中央のコンクリートを打った白色の施設は越流堤ですね。

左岸の施設は神奈川県の水位観測所です。観測所名「風戸橋付近」
2分毎に更新する水位画像が見られます。越流堤は目と鼻の先にあるので洪水時には越流の様子を観察できますよ。


風戸橋より境川上流方向の眺め
風戸橋(かざとはし)より境川上流はこんな眺めです。


境川の風間遊水地
境川の風間遊水地
風戸橋下流、左岸から見た工事中の風間遊水地。手前は蛇行する現在の境川です。川幅が狭いですね。拡幅、護岸整備工事も合わせて行うそうです。


境川の風間遊水地
下流方向です。排水ゲートがあります。


境川の風間遊水地・排水ゲート
正面から見た排水ゲートです。


境川の風間遊水地・案内板
現地案内板に境川の概要や完成イメージ図が載っています。

境川の概要
境川は、相模原市緑区の城山湖付近にその源を発し、東京都と神奈川県の都県境を南下して町田市南端から神奈川県に入り、柏尾川等の支川を合わせて相模川に注ぐ、延長約52km、流域面積211k㎡の二級河川です。
この工事では、川幅を広げ、護岸と遊水地を整備します。
遊水地とは⇒洪水時に河川から水を取り込み、一時的に貯留し下流部の負担及び洪水被害の軽減を図る施設です。

(現地案内板より)


境川の風間遊水地・工事案内板
遊水地工事の案内板です。工期は令和3年3月31日まで。
国土強靭対策化工事と書いてあります。先日歩いた帷子川分水路越流部改修工事にも同じことが書いてありましたね。

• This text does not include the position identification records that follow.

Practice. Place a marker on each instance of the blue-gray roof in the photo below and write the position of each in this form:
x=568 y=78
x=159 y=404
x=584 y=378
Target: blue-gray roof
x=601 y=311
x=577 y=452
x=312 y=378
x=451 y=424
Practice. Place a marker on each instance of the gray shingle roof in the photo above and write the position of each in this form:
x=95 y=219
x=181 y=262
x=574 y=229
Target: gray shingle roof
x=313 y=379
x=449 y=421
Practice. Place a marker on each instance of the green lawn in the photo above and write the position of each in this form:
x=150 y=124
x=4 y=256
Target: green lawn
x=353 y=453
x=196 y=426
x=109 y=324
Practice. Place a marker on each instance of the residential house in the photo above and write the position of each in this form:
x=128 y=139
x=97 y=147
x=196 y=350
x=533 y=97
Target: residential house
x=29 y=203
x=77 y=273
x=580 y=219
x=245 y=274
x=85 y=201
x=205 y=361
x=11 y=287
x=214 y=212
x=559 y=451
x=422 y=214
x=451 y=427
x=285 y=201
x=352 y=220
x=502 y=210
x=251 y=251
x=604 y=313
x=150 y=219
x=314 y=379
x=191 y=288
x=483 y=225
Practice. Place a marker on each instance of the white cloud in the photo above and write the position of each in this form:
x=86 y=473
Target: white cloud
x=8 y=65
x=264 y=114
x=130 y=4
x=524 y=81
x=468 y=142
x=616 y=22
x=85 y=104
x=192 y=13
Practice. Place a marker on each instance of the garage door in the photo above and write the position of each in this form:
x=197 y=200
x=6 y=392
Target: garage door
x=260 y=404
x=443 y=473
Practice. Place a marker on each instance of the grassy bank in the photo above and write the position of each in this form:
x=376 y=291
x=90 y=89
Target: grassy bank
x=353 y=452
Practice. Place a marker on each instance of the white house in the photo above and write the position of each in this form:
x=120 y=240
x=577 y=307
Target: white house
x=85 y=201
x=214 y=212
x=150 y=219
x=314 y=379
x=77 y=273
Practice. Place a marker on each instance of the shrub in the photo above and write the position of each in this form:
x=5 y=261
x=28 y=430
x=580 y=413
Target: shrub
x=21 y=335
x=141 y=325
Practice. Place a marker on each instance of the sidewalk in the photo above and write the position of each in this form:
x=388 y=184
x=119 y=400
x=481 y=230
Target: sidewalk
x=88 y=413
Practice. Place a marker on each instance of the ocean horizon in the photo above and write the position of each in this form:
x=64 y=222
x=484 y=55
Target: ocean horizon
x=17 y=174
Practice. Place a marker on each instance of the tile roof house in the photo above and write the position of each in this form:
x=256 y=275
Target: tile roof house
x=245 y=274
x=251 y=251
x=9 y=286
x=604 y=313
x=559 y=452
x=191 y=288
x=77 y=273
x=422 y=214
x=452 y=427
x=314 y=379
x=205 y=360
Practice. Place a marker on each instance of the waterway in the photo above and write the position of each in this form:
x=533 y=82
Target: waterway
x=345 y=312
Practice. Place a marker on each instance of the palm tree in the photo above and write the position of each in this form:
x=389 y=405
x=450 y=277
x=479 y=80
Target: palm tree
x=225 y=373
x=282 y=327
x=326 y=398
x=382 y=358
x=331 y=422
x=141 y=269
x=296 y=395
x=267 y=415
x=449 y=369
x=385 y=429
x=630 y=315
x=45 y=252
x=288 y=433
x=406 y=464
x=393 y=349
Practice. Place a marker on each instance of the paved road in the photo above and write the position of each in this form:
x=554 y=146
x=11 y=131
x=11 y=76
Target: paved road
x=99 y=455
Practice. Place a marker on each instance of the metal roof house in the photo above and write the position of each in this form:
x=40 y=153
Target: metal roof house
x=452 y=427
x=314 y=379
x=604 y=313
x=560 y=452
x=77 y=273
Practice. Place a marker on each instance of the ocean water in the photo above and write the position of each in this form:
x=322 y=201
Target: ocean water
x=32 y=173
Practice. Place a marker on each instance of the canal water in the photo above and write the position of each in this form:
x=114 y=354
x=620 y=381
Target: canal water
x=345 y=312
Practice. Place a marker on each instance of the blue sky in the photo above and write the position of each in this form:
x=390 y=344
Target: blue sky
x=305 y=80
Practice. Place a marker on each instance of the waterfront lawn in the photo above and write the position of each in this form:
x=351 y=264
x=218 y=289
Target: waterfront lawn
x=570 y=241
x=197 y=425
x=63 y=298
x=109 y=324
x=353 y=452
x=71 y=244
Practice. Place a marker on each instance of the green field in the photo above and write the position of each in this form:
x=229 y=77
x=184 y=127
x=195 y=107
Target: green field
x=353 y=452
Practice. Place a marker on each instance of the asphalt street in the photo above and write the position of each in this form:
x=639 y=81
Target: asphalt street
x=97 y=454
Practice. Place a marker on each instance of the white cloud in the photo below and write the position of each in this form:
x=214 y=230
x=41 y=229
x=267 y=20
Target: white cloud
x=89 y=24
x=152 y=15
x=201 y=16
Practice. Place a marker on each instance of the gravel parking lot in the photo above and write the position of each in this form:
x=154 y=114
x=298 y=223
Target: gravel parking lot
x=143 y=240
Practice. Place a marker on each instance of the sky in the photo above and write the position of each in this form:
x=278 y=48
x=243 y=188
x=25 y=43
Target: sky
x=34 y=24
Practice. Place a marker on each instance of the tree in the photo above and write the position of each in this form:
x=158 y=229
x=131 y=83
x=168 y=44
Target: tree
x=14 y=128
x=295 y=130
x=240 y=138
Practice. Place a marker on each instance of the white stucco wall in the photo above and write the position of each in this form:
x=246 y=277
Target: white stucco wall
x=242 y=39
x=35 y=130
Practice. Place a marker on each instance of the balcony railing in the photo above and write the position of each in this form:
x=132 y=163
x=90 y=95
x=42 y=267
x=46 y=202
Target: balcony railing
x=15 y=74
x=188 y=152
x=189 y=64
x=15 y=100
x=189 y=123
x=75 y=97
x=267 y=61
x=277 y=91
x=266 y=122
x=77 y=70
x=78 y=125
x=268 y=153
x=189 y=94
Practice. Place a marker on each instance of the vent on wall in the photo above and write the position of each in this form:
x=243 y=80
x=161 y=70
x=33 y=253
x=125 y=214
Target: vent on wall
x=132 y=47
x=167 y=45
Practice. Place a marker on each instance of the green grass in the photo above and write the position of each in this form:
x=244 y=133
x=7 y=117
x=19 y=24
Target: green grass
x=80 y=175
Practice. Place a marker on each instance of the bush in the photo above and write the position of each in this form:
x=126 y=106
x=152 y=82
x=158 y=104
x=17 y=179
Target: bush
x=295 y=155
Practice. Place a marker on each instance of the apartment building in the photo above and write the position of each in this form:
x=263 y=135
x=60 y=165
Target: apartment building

神奈川県HPに以下の記述あり、参考までに引用します。
・整備目標流量
境川本川 神奈川県管理区間(~根岸橋)180㎥/秒
境川左岸 本郷・根岸遊水地 6㎥/秒(平成4年に供用)
境川右岸 風間遊水地 6㎥/秒(整備中)



風間遊水地の位置です。



其の712 本郷・根岸遊水地を訪ねる・相模原市緑区

 JR横浜線相原駅から始めた相原の町歩き、近くなので本郷・根岸遊水地まで足を延ばしてきました。

境川の本郷・根岸遊水地
町田街道を高尾方面へ歩いていくと左手に遊水地が見えてきます。以前、境川源流探訪「其の255」で歩いたことがあるので遊水地の存在は知っていました。当時、遊水地名称は不明でしたが調べたところ、神奈川県が設置した「本郷・根岸遊水地」と分かりました。


境川の本郷・根岸遊水地越流堤
遊水地をぐるりと巡ります。これは境川左岸の越流堤です。
越流堤下に減勢池があります。


本郷・根岸遊水地上流の境川
越流堤上流側の橋から見た境川上流方向です。


境川の本郷・根岸遊水地越流堤
右岸から見た越流堤です。

神奈川県HPに以下の記述あり、引用します。
・整備目標流量
境川本川 神奈川県管理区間(~根岸橋)180㎥/秒
境川左岸 本郷・根岸遊水地 6㎥/秒(平成4年に供用)



境川の本郷・根岸遊水地越流堤
境川右岸より越流堤越しに見た本郷・根岸遊水地。


境川の本郷・根岸遊水地
その下流です。越流堤下流で右岸の高水敷がなくなり川幅がぐっと狭まっています。洪水を越流し易くするための工夫でしょうかね。


本郷・根岸遊水地の監視機器
囲繞堤(いぎょうてい)に設置された機器。水位監視観測のためでしょうね・・・。


境川の本郷・根岸遊水地
本郷・根岸遊水地の下流側端っこです。


境川の本郷・根岸遊水地境川の排水門
コーナーには排水用の水門(ゲート)があります。


境川の本郷・根岸遊水地・操作室
排水門近く周囲堤にあった二つの建屋。ドアにゲート操作室、遠隔操作室の表示があります。遊水地周りに遊水地に関する案内板は何もなくこれが唯一の文字情報です。
「本郷・根岸遊水地」が設置されたこの場所は神奈川県相模原市緑区町屋三丁目と東京都町田市相原町にまたがっています。下流の芝溝街道根岸橋より上流は神奈川県管理区間なのでこれらは神奈川県が設置した施設です。


本郷・根岸遊水地下流の境川
本郷・根岸遊水地下流の境川。


本郷・根岸遊水地下流の境川・排水フラップゲート
左岸のフラップゲートは遊水地排水門から来た排水路の放流口です。


本郷・根岸遊水地下流の境川
その下流から遊水地方向を振り返りました。河川改修で直線化し広々とした高水敷を持つ境川。


境川・新田橋付近
その下流、新田橋より境川下流の眺め。直線化した境川が昔のまんま左から右へと大きく蛇行しています。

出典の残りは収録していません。